Project description:Effective data sharing is key to accelerating research to improve diagnostic precision, treatment efficacy, and long-term survival in pediatric cancer and other childhood catastrophic diseases. We present St. Jude Cloud (https://www.stjude.cloud), a cloud-based data-sharing ecosystem for accessing, analyzing, and visualizing genomic data from >10,000 pediatric patients with cancer and long-term survivors, and >800 pediatric sickle cell patients.
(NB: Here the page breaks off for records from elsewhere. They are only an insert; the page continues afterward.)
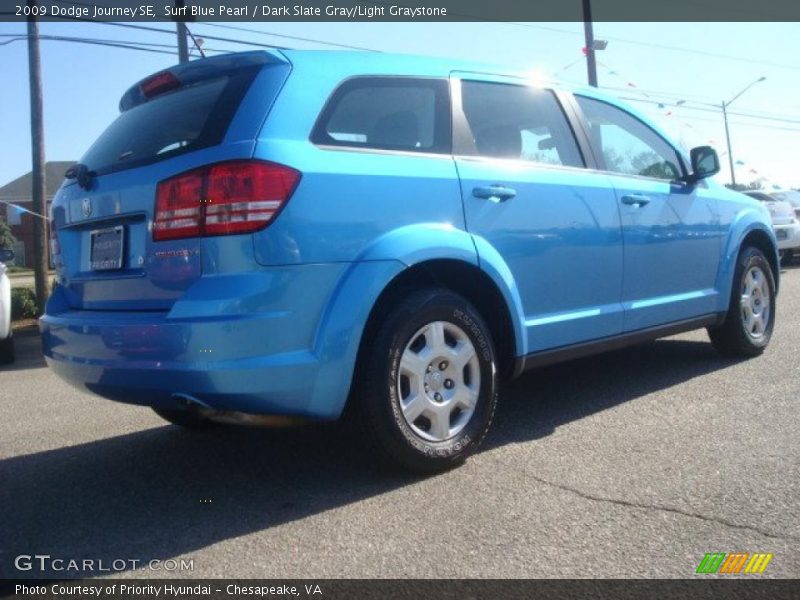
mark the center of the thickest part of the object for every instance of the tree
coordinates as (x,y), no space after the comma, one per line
(7,239)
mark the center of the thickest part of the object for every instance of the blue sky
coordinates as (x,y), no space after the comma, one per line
(700,63)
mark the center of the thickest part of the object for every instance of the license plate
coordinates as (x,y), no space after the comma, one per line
(107,248)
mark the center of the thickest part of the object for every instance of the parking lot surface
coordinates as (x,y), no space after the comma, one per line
(629,464)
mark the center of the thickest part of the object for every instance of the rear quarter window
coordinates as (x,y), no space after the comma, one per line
(387,113)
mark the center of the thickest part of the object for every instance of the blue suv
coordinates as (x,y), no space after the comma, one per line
(293,234)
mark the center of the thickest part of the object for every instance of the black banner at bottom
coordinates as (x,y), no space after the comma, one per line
(433,589)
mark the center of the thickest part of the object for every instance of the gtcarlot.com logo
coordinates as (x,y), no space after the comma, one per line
(46,563)
(734,563)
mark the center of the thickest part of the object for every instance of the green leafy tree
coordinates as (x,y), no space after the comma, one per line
(7,239)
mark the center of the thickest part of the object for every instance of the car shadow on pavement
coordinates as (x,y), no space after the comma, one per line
(164,492)
(28,350)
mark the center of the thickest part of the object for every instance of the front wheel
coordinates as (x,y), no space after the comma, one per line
(426,393)
(750,319)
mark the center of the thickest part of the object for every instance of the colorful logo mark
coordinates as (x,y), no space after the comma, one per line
(734,562)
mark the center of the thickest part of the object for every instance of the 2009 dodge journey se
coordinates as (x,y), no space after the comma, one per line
(294,233)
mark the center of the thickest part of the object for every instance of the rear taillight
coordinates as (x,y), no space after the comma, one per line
(159,83)
(223,199)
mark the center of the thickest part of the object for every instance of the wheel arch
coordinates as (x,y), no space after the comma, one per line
(748,231)
(467,280)
(413,255)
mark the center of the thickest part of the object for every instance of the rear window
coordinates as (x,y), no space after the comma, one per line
(387,113)
(192,117)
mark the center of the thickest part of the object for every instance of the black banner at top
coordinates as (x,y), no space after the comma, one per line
(400,10)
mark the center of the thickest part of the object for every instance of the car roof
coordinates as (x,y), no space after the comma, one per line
(353,63)
(350,63)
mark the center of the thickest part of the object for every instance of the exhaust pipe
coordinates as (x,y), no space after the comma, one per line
(232,417)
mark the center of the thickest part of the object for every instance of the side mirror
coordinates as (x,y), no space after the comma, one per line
(705,163)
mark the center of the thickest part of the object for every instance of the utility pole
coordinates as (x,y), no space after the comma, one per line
(591,64)
(728,141)
(180,25)
(40,260)
(725,106)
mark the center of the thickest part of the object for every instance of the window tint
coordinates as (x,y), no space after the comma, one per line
(192,117)
(398,113)
(518,122)
(627,145)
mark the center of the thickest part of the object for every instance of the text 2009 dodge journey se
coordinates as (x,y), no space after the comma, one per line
(292,233)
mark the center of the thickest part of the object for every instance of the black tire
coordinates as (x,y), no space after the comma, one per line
(7,354)
(184,418)
(378,391)
(732,338)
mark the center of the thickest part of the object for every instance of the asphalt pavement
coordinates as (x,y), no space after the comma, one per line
(629,464)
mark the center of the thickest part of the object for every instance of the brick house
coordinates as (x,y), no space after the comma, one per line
(19,192)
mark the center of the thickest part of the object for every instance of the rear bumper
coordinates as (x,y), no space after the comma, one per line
(227,343)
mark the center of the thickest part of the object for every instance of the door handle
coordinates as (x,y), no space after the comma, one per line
(495,193)
(635,199)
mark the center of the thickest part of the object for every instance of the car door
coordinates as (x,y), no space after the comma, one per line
(671,232)
(528,196)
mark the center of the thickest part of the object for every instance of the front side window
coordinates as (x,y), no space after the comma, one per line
(518,122)
(626,145)
(388,113)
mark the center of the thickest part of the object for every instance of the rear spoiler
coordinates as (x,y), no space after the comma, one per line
(197,70)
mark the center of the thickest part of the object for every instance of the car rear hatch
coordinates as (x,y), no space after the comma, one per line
(107,253)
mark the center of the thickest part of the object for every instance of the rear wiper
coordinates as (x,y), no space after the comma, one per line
(82,173)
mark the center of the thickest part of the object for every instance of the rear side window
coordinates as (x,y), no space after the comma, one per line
(387,113)
(518,122)
(627,145)
(187,119)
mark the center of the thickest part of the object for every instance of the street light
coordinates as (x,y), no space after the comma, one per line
(725,106)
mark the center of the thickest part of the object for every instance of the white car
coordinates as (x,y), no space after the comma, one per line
(784,222)
(6,341)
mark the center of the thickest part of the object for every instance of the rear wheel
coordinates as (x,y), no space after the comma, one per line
(183,418)
(7,350)
(426,393)
(750,320)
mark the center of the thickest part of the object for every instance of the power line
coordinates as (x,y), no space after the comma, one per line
(127,44)
(711,110)
(289,37)
(54,38)
(659,46)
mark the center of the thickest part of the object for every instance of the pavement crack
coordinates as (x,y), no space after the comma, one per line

Harmonized genomic data totaling 1.25 petabytes are freely available, including 12,104 whole genomes, 7,697 whole exomes, and 2,202 transcriptomes. The resource is expanding rapidly, with regular data uploads from St. Jude's prospective clinical genomics programs. Three interconnected apps within the ecosystem-Genomics Platform, Pediatric Cancer Knowledgebase, and Visualization Community-enable simultaneously performing advanced data analysis in the cloud and enhancing the Pediatric Cancer knowledgebase. We demonstrate the value of the ecosystem through use cases that classify 135 pediatric cancer subtypes by gene expression profiling and map mutational signatures across 35 pediatric cancer subtypes. SIGNIFICANCE: To advance research and treatment of pediatric cancer, we developed St. Jude Cloud, a data-sharing ecosystem for accessing >1.2 petabytes of raw genomic data from >10,000 pediatric patients and survivors, innovative analysis workflows, integrative multiomics visualizations, and a knowledgebase of published data contributed by the global pediatric cancer community.This article is highlighted in the In This Issue feature, p. 995.